Dear Family Advisor

My mother is gambling away every last penny -- and her financial independence. What should I do?

Last updated: May 05, 2008

Since my father's death two years ago, my 75-year-old mother's casual interest in bingo has turned into an obsession. Now her life revolves around bingo and casino gambling. She lives in Florida, where there's no shortage of gambling seniors to keep her company. And it's not a matter of if this situation will damage her financial independence, but when.

Because we had a miserable relationship when I was growing up, I have a terrible relationship with her now. I can't talk to her about the weather, much less about something that will clearly end up in a fight. But I'm also the executor of her will. Is it my responsibility to intervene as the executor -- and as her daughter? Or should I stay out of it, since it's her money?

You're not alone -- senior gambling is a touchy issue for many caregivers. And normally I'd encourage you to talk to your mother and try to help her find a way out of her addiction. But if that's not a possibility for you, given the history of your relationship, you need to protect yourself first and then do what you can for her.

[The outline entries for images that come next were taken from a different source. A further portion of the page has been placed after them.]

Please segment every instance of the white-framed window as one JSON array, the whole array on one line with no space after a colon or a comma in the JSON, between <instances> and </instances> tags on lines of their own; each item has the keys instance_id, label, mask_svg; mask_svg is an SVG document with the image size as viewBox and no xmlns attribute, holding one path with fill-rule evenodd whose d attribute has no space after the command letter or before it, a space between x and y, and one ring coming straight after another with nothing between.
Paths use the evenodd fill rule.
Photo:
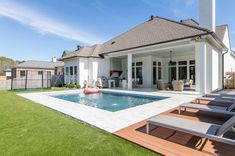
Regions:
<instances>
[{"instance_id":1,"label":"white-framed window","mask_svg":"<svg viewBox=\"0 0 235 156\"><path fill-rule=\"evenodd\" d=\"M178 62L178 79L186 80L188 75L188 61L179 61Z\"/></svg>"},{"instance_id":2,"label":"white-framed window","mask_svg":"<svg viewBox=\"0 0 235 156\"><path fill-rule=\"evenodd\" d=\"M169 82L173 80L193 80L195 84L195 60L172 61L168 64Z\"/></svg>"},{"instance_id":3,"label":"white-framed window","mask_svg":"<svg viewBox=\"0 0 235 156\"><path fill-rule=\"evenodd\" d=\"M143 62L132 63L132 79L137 81L139 85L143 84Z\"/></svg>"},{"instance_id":4,"label":"white-framed window","mask_svg":"<svg viewBox=\"0 0 235 156\"><path fill-rule=\"evenodd\" d=\"M42 71L38 71L38 75L42 75Z\"/></svg>"}]
</instances>

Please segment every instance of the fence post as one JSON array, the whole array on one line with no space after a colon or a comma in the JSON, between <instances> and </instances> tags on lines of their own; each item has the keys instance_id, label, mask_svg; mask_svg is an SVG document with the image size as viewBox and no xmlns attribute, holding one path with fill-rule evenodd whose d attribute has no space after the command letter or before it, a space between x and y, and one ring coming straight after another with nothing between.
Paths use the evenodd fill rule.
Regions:
<instances>
[{"instance_id":1,"label":"fence post","mask_svg":"<svg viewBox=\"0 0 235 156\"><path fill-rule=\"evenodd\" d=\"M25 75L25 90L27 89L27 83L28 83L28 70L26 70L26 75Z\"/></svg>"},{"instance_id":2,"label":"fence post","mask_svg":"<svg viewBox=\"0 0 235 156\"><path fill-rule=\"evenodd\" d=\"M42 89L43 89L43 71L42 71Z\"/></svg>"}]
</instances>

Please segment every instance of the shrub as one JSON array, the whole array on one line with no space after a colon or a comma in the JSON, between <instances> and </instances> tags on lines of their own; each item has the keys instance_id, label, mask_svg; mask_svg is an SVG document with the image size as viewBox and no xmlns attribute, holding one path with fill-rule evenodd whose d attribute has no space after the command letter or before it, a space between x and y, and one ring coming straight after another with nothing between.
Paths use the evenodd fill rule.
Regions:
<instances>
[{"instance_id":1,"label":"shrub","mask_svg":"<svg viewBox=\"0 0 235 156\"><path fill-rule=\"evenodd\" d=\"M75 84L66 84L65 85L67 88L74 88L75 87Z\"/></svg>"},{"instance_id":2,"label":"shrub","mask_svg":"<svg viewBox=\"0 0 235 156\"><path fill-rule=\"evenodd\" d=\"M63 87L64 85L62 83L58 84L57 87Z\"/></svg>"}]
</instances>

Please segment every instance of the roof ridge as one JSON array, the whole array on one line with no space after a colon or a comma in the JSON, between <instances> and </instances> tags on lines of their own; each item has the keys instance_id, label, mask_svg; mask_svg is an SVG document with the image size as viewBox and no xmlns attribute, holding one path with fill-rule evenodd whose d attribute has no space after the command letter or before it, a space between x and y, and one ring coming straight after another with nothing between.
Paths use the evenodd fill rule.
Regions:
<instances>
[{"instance_id":1,"label":"roof ridge","mask_svg":"<svg viewBox=\"0 0 235 156\"><path fill-rule=\"evenodd\" d=\"M199 23L196 20L194 20L193 18L188 18L188 19L180 20L180 21L187 21L187 20L191 20L191 21L195 22L197 25L199 25Z\"/></svg>"},{"instance_id":2,"label":"roof ridge","mask_svg":"<svg viewBox=\"0 0 235 156\"><path fill-rule=\"evenodd\" d=\"M198 30L201 30L201 31L206 31L208 33L211 33L212 31L206 29L206 28L202 28L200 26L193 26L193 25L189 25L189 24L185 24L185 23L181 23L181 22L178 22L178 21L175 21L175 20L172 20L172 19L168 19L168 18L164 18L164 17L160 17L160 16L155 16L156 18L160 18L160 19L163 19L163 20L166 20L166 21L169 21L169 22L173 22L173 23L176 23L176 24L180 24L180 25L183 25L183 26L187 26L187 27L191 27L191 28L194 28L194 29L198 29Z\"/></svg>"}]
</instances>

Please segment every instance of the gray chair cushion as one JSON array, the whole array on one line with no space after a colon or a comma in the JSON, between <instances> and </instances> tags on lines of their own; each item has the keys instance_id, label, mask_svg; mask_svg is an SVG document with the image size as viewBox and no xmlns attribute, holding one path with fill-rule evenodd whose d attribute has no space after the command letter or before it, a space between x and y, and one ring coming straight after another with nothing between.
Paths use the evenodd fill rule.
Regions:
<instances>
[{"instance_id":1,"label":"gray chair cushion","mask_svg":"<svg viewBox=\"0 0 235 156\"><path fill-rule=\"evenodd\" d=\"M223 134L230 130L233 126L235 126L235 116L231 117L228 121L221 125L216 135L223 136Z\"/></svg>"}]
</instances>

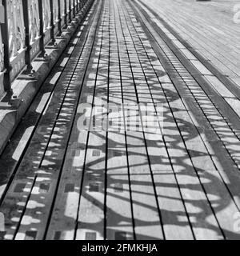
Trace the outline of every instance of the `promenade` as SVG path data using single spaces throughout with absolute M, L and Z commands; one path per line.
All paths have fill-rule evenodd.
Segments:
M 240 238 L 229 2 L 94 2 L 0 156 L 2 239 Z

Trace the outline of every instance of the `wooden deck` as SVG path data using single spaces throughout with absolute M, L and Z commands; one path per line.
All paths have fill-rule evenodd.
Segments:
M 1 238 L 239 239 L 240 88 L 222 78 L 138 1 L 95 1 L 0 158 Z M 137 114 L 79 129 L 100 98 Z

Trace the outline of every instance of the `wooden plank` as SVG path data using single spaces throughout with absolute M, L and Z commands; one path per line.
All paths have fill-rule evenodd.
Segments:
M 149 112 L 145 112 L 144 109 L 143 111 L 142 110 L 141 118 L 142 124 L 146 124 L 145 121 L 148 121 L 146 124 L 150 126 L 143 127 L 144 138 L 156 187 L 166 239 L 192 239 L 193 234 L 189 220 L 162 138 L 160 122 L 163 113 L 161 108 L 158 109 L 154 105 L 149 89 L 149 82 L 150 83 L 151 78 L 156 77 L 156 74 L 142 43 L 142 40 L 145 40 L 146 42 L 148 40 L 139 35 L 139 31 L 142 30 L 143 33 L 140 26 L 138 26 L 133 19 L 132 22 L 132 26 L 129 25 L 129 30 L 130 31 L 135 30 L 138 34 L 138 37 L 132 38 L 136 53 L 138 53 L 138 63 L 137 66 L 142 70 L 142 73 L 138 73 L 138 70 L 133 68 L 133 74 L 139 102 L 146 104 L 149 108 Z M 158 94 L 160 97 L 161 94 L 164 97 L 162 92 L 161 94 L 159 91 Z M 150 115 L 152 115 L 152 122 Z M 178 221 L 178 214 L 182 215 L 181 222 L 185 222 L 184 225 Z
M 133 76 L 128 64 L 134 65 L 130 62 L 127 54 L 134 50 L 134 47 L 129 32 L 126 31 L 126 18 L 118 6 L 115 6 L 115 13 L 118 14 L 116 15 L 118 31 L 125 30 L 124 34 L 118 35 L 118 40 L 123 39 L 126 46 L 120 52 L 120 62 L 124 104 L 129 104 L 127 106 L 129 110 L 125 109 L 125 118 L 128 124 L 126 142 L 135 236 L 137 239 L 161 239 L 163 238 L 163 234 L 160 216 L 146 157 L 143 134 L 141 130 L 141 123 L 139 123 Z M 134 58 L 137 58 L 136 54 L 131 56 L 131 61 L 134 62 Z M 128 60 L 127 64 L 124 64 L 126 59 Z M 131 113 L 131 110 L 134 112 Z M 136 125 L 138 126 L 138 131 L 134 130 Z
M 103 43 L 103 38 L 108 36 L 107 8 L 103 5 L 104 12 L 101 19 L 102 30 L 98 32 L 98 39 L 100 58 L 95 78 L 95 91 L 94 94 L 93 118 L 106 118 L 102 104 L 107 102 L 108 81 L 108 52 L 109 43 Z M 93 73 L 93 74 L 94 74 Z M 101 100 L 100 100 L 101 98 Z M 100 105 L 101 104 L 101 105 Z M 97 112 L 97 110 L 100 112 Z M 101 112 L 101 111 L 103 111 Z M 92 121 L 93 126 L 94 126 Z M 102 240 L 105 238 L 105 172 L 106 172 L 106 132 L 102 130 L 90 130 L 87 143 L 82 191 L 80 198 L 77 240 Z
M 114 3 L 110 3 L 110 8 Z M 106 188 L 106 239 L 127 240 L 134 238 L 130 182 L 123 122 L 121 73 L 115 15 L 111 12 L 110 22 L 110 105 L 118 107 L 109 114 L 113 125 L 107 137 L 107 188 Z

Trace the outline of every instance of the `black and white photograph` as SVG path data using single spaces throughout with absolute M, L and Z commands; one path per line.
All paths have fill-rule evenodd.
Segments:
M 240 0 L 0 0 L 0 240 L 240 240 Z

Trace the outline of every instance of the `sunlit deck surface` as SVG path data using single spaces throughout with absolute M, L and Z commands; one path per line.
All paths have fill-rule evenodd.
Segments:
M 95 1 L 1 156 L 2 239 L 240 238 L 240 88 L 156 18 Z M 99 98 L 124 129 L 81 128 Z

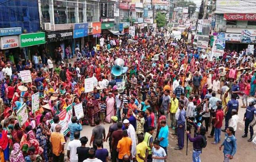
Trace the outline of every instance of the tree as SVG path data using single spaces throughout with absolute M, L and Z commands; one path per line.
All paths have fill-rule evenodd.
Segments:
M 165 15 L 160 12 L 157 13 L 156 16 L 157 24 L 158 28 L 164 26 L 166 24 L 166 19 L 165 19 Z

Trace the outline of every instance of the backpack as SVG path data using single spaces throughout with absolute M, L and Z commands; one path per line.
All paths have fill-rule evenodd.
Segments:
M 205 148 L 207 145 L 207 139 L 205 136 L 199 135 L 202 137 L 202 143 L 200 144 L 201 148 Z

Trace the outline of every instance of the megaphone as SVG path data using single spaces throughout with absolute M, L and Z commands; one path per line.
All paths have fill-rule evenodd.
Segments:
M 119 65 L 115 65 L 111 69 L 111 73 L 116 76 L 120 76 L 122 74 L 122 67 Z

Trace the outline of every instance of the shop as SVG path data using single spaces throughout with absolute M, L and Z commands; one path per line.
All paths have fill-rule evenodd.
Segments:
M 7 61 L 10 58 L 13 63 L 15 59 L 22 54 L 19 47 L 19 35 L 21 34 L 21 28 L 10 28 L 0 29 L 0 57 Z M 21 55 L 25 59 L 25 56 Z
M 73 44 L 73 32 L 71 29 L 49 32 L 46 33 L 46 46 L 48 55 L 53 60 L 56 58 L 54 49 L 60 47 L 63 51 L 63 58 L 65 56 L 65 48 L 70 45 L 72 51 L 75 51 Z
M 32 55 L 36 53 L 40 55 L 43 50 L 46 49 L 44 32 L 20 35 L 19 41 L 26 61 L 31 59 Z

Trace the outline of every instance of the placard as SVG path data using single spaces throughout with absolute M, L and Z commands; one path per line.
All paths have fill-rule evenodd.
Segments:
M 80 103 L 74 106 L 74 110 L 76 116 L 78 117 L 80 114 L 84 115 L 84 109 L 83 109 L 83 105 L 82 103 Z
M 39 110 L 39 105 L 40 104 L 39 93 L 37 92 L 34 95 L 32 95 L 31 100 L 32 101 L 32 114 L 34 114 Z
M 19 73 L 21 74 L 21 81 L 23 83 L 27 83 L 32 82 L 31 72 L 30 70 L 28 70 L 20 71 Z
M 18 110 L 17 114 L 19 127 L 21 128 L 29 119 L 28 110 L 27 109 L 27 105 L 25 103 L 24 103 L 21 107 Z
M 59 117 L 59 124 L 61 126 L 61 133 L 63 133 L 65 136 L 69 132 L 69 123 L 71 122 L 71 119 L 72 118 L 72 105 L 70 104 L 62 110 L 60 113 L 58 114 Z M 50 121 L 51 124 L 53 122 L 53 120 Z
M 94 81 L 92 78 L 84 80 L 84 93 L 88 93 L 94 91 Z

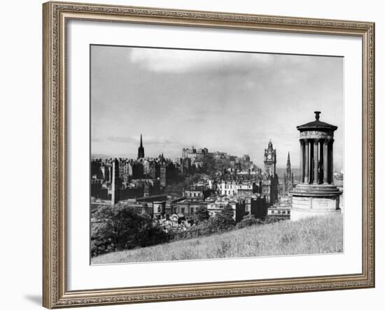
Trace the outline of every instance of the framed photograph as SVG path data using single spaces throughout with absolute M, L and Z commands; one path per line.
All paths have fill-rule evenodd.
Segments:
M 374 24 L 48 2 L 43 306 L 374 286 Z

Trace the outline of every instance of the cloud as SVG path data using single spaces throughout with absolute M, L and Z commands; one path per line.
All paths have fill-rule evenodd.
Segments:
M 275 57 L 272 54 L 134 48 L 129 54 L 129 59 L 154 72 L 216 71 L 228 73 L 267 67 L 274 63 Z

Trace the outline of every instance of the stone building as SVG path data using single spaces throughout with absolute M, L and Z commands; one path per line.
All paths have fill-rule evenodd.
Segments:
M 144 158 L 144 148 L 143 147 L 141 134 L 141 143 L 139 145 L 139 147 L 138 148 L 138 160 L 139 160 L 140 158 Z
M 265 149 L 264 174 L 262 179 L 262 195 L 270 205 L 278 200 L 279 180 L 276 174 L 276 150 L 273 148 L 270 140 L 267 148 Z
M 333 184 L 334 132 L 337 127 L 319 120 L 298 126 L 300 142 L 300 184 L 293 190 L 291 220 L 340 213 L 342 192 Z

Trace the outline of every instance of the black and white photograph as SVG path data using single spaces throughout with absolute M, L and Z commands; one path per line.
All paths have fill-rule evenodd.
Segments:
M 344 252 L 344 57 L 91 45 L 92 265 Z

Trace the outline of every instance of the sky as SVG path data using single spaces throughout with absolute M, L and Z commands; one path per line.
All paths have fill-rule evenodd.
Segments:
M 277 167 L 299 166 L 296 126 L 338 126 L 343 167 L 343 58 L 258 52 L 91 47 L 91 153 L 181 156 L 183 148 L 250 155 L 263 165 L 271 139 Z

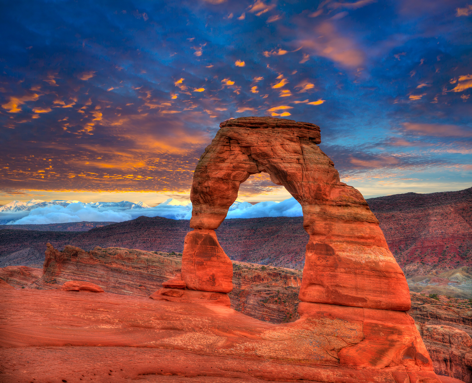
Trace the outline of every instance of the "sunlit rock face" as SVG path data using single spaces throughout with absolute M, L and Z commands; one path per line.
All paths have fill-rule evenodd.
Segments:
M 215 268 L 207 265 L 189 244 L 202 230 L 216 238 L 213 230 L 237 198 L 240 185 L 251 174 L 264 172 L 283 185 L 303 209 L 303 227 L 310 239 L 301 300 L 409 309 L 408 285 L 379 221 L 361 193 L 340 182 L 333 162 L 317 145 L 321 142 L 319 127 L 271 117 L 242 117 L 222 122 L 220 128 L 194 176 L 190 227 L 195 230 L 185 239 L 182 279 L 188 286 L 199 283 L 204 287 L 189 288 L 228 291 L 226 284 L 217 288 L 204 282 L 206 272 L 199 276 L 199 267 L 210 267 L 230 281 L 230 264 L 219 245 L 212 250 L 222 260 Z

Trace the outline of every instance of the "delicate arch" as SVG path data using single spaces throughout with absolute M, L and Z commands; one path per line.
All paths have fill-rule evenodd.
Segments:
M 321 142 L 319 127 L 282 119 L 243 117 L 222 122 L 220 128 L 194 175 L 190 227 L 195 230 L 186 237 L 182 259 L 182 278 L 189 288 L 231 290 L 229 258 L 219 244 L 210 251 L 212 258 L 208 247 L 202 252 L 196 236 L 210 236 L 218 244 L 214 229 L 237 197 L 240 184 L 251 174 L 266 172 L 301 204 L 303 226 L 310 236 L 301 300 L 409 309 L 406 280 L 379 222 L 361 193 L 340 182 L 333 162 L 316 145 Z M 201 259 L 203 253 L 208 261 Z M 210 280 L 220 281 L 223 287 L 214 289 Z

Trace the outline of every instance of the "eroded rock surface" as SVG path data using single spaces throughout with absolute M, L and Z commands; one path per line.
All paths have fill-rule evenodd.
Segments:
M 34 269 L 37 272 L 34 273 L 24 274 L 14 272 L 15 267 L 9 266 L 5 268 L 8 269 L 8 273 L 4 272 L 5 268 L 0 269 L 0 276 L 8 274 L 10 283 L 17 289 L 30 286 L 57 289 L 65 281 L 83 278 L 86 275 L 90 281 L 99 282 L 106 291 L 142 297 L 148 296 L 160 289 L 158 283 L 152 282 L 153 280 L 163 281 L 172 276 L 174 278 L 170 281 L 179 280 L 181 260 L 169 253 L 155 254 L 114 247 L 101 249 L 93 253 L 94 255 L 78 251 L 77 256 L 71 256 L 74 252 L 66 250 L 63 252 L 64 255 L 58 257 L 59 260 L 50 262 L 43 280 L 36 283 L 34 283 L 34 278 L 41 276 L 40 269 Z M 50 252 L 49 254 L 56 253 Z M 132 254 L 140 255 L 134 257 L 130 256 Z M 92 257 L 94 258 L 94 262 L 90 262 Z M 56 264 L 58 262 L 61 264 L 60 267 Z M 300 318 L 297 309 L 303 276 L 301 272 L 236 262 L 233 270 L 234 288 L 228 294 L 232 308 L 245 315 L 276 324 L 293 322 Z M 15 275 L 20 279 L 16 281 Z M 25 279 L 25 275 L 29 275 L 30 279 Z M 51 283 L 45 283 L 44 280 Z M 138 283 L 139 280 L 142 281 Z M 52 282 L 54 281 L 56 281 Z M 144 284 L 139 287 L 143 282 Z M 165 281 L 162 285 L 165 283 Z M 173 286 L 172 288 L 176 287 Z M 472 306 L 467 300 L 440 296 L 439 300 L 436 300 L 413 292 L 411 296 L 413 304 L 408 314 L 414 319 L 420 332 L 423 325 L 445 325 L 472 335 Z M 165 298 L 164 300 L 171 300 Z M 444 340 L 447 341 L 442 343 L 438 338 L 432 341 L 423 338 L 435 370 L 468 383 L 472 382 L 472 370 L 464 362 L 468 351 L 455 349 L 448 340 Z M 76 352 L 73 351 L 74 355 Z
M 302 205 L 303 226 L 310 235 L 301 300 L 409 309 L 408 285 L 379 221 L 361 193 L 339 181 L 333 162 L 316 145 L 321 142 L 319 127 L 244 117 L 222 122 L 220 128 L 194 174 L 191 228 L 218 228 L 240 184 L 251 174 L 268 173 Z M 194 258 L 184 249 L 184 264 Z M 186 272 L 183 270 L 186 281 Z

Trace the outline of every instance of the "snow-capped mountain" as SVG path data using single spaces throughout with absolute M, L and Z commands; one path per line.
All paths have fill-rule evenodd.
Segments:
M 32 200 L 13 201 L 0 206 L 0 225 L 60 223 L 82 221 L 122 222 L 141 216 L 163 217 L 173 220 L 192 218 L 192 203 L 169 198 L 150 207 L 142 201 L 89 202 L 75 200 L 53 200 L 49 202 Z M 261 202 L 253 205 L 237 198 L 230 206 L 227 218 L 258 217 L 295 217 L 302 215 L 302 207 L 289 198 L 281 202 Z
M 169 201 L 169 200 L 167 200 Z M 178 201 L 177 201 L 178 202 Z M 85 203 L 77 200 L 53 199 L 47 202 L 41 199 L 31 199 L 27 202 L 21 201 L 12 201 L 6 204 L 0 206 L 0 212 L 22 212 L 30 211 L 40 207 L 46 207 L 52 205 L 59 205 L 64 207 L 71 204 L 80 204 L 85 206 L 90 206 L 97 209 L 110 208 L 122 208 L 124 209 L 149 209 L 150 206 L 141 201 L 130 202 L 129 201 L 122 201 L 120 202 L 89 202 Z
M 166 199 L 163 202 L 161 202 L 159 204 L 160 205 L 167 205 L 168 206 L 187 206 L 190 204 L 191 202 L 181 202 L 180 201 L 177 201 L 174 198 L 169 198 L 169 199 Z
M 21 201 L 12 201 L 0 207 L 0 212 L 21 212 L 22 210 L 31 210 L 33 206 L 45 201 L 41 199 L 30 199 L 27 202 Z

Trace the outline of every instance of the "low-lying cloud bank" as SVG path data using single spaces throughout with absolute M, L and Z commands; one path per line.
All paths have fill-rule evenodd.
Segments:
M 118 204 L 118 203 L 113 203 Z M 122 222 L 142 215 L 174 220 L 189 220 L 192 217 L 192 204 L 184 204 L 175 200 L 168 200 L 153 207 L 137 206 L 136 204 L 132 203 L 120 203 L 121 206 L 102 204 L 97 207 L 96 204 L 74 202 L 66 206 L 51 204 L 29 211 L 0 212 L 0 222 L 24 225 L 82 221 Z M 132 208 L 129 208 L 129 206 Z M 237 201 L 229 208 L 226 218 L 298 217 L 303 215 L 302 206 L 292 197 L 281 202 L 260 202 L 253 205 L 248 202 Z

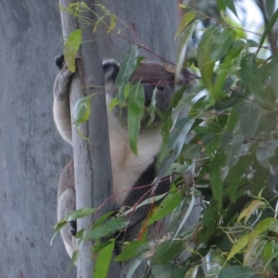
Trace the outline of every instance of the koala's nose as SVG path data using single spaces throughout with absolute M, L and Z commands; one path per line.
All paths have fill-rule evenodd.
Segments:
M 145 106 L 149 106 L 152 102 L 152 95 L 154 94 L 154 86 L 149 84 L 144 84 L 145 92 Z

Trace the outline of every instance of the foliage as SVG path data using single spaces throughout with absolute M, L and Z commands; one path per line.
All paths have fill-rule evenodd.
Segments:
M 268 47 L 265 40 L 278 10 L 268 11 L 271 16 L 261 39 L 254 42 L 246 39 L 243 28 L 238 32 L 238 27 L 225 23 L 223 12 L 227 8 L 238 16 L 234 1 L 216 3 L 222 24 L 204 31 L 197 55 L 186 60 L 183 51 L 177 55 L 177 65 L 190 65 L 200 78 L 189 93 L 183 94 L 185 88 L 177 91 L 163 115 L 166 147 L 156 184 L 169 174 L 173 181 L 161 204 L 148 215 L 140 238 L 126 243 L 115 258 L 116 261 L 137 258 L 129 277 L 142 261 L 148 262 L 144 277 L 149 273 L 177 278 L 278 275 L 278 56 L 275 52 L 264 58 L 261 55 Z M 180 49 L 197 17 L 196 10 L 186 5 L 181 8 L 186 13 L 176 33 L 181 38 Z M 122 60 L 114 105 L 124 106 L 129 100 L 129 117 L 138 124 L 143 108 L 136 96 L 141 89 L 138 84 L 131 89 L 127 81 L 136 68 L 136 55 L 133 47 Z M 124 75 L 126 72 L 129 75 Z M 131 90 L 133 99 L 129 99 Z M 188 106 L 188 117 L 181 118 L 180 111 Z M 129 131 L 131 146 L 136 153 L 138 126 L 132 126 L 136 127 Z M 190 188 L 182 181 L 188 172 L 195 176 Z M 184 229 L 195 199 L 200 195 L 204 208 L 199 221 Z M 167 234 L 160 238 L 147 236 L 154 222 L 169 215 Z M 100 236 L 109 238 L 128 224 L 124 213 L 106 221 L 110 215 L 104 215 L 82 236 L 84 240 L 95 240 L 94 252 L 106 263 L 106 258 L 111 260 L 114 242 L 100 241 Z

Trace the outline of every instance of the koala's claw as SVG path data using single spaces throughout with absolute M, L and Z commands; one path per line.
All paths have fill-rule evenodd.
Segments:
M 65 57 L 63 54 L 60 55 L 55 58 L 55 64 L 59 70 L 62 70 L 64 63 L 65 63 Z
M 77 232 L 77 224 L 76 224 L 76 220 L 72 220 L 70 223 L 70 229 L 69 232 L 72 236 L 75 236 Z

No doubt your mother is hurting since her husband's death, and she's comforting herself with an addiction. Gambling may have even given her a new social network. It fills a void for her, as it does for many elders who feel lonely and "useless," and you may not be able to stop her. Ultimately, we're all responsible for our own decisions and actions. So you need to be okay with whatever decisions you make, regardless of the outcome. This is tricky because the decisions will be difficult and the outcome may not be rosy.

First, since you're the executor of her will, contact an attorney about your legal responsibilities and financial obligations. Make sure you speak to a lawyer in Florida, because each state handles wills and personal matters differently.

Second, if you can't intervene in this situation, are there any other family members or friends who can? How about someone in her religious community?

Third, you'll need to decide what you can live with. Think about how you would deal with these possible scenarios:

  • Your mother not only gambles all her money away but also goes into debt. Will you then be responsible for her debt?
  • Her health fails and she has to enter a state-run facility. Are you okay with that?
  • You need to become involved with her eventual care needs. How involved do you plan on being -- both in terms of your time and, if necessary, money?
  • The solution seems to be to remove her from her current living situation. Is she capable of building a new life in a new setting? How involved would you have to be, and would she resent your intrusion?
  • She eventually comes to you and asks for help or care -- many elderly people try to make peace with their families before they leave this world. How do you plan on handling this if it happens?

This last question is an important one. Some relationships are simply beyond repair, and you may have had to break bonds with your mother for your own mental health. If this is the case, accept that you are being a responsible daughter and caregiver by getting involved on whatever level you can. You're not obligated to step back into a toxic relationship.

But I also encourage you to examine whether there's any hope for reaching some sort of reconciliation with your mother before her death, even just within your own heart. For your sake, I hope that you can at least love her from a distance -- an emotional distance. However painful your past and your relationship with her, forgiveness and acceptance are part of healing. If you can find a way to them, it may give you -- perhaps both of you --- a sense of personal peace.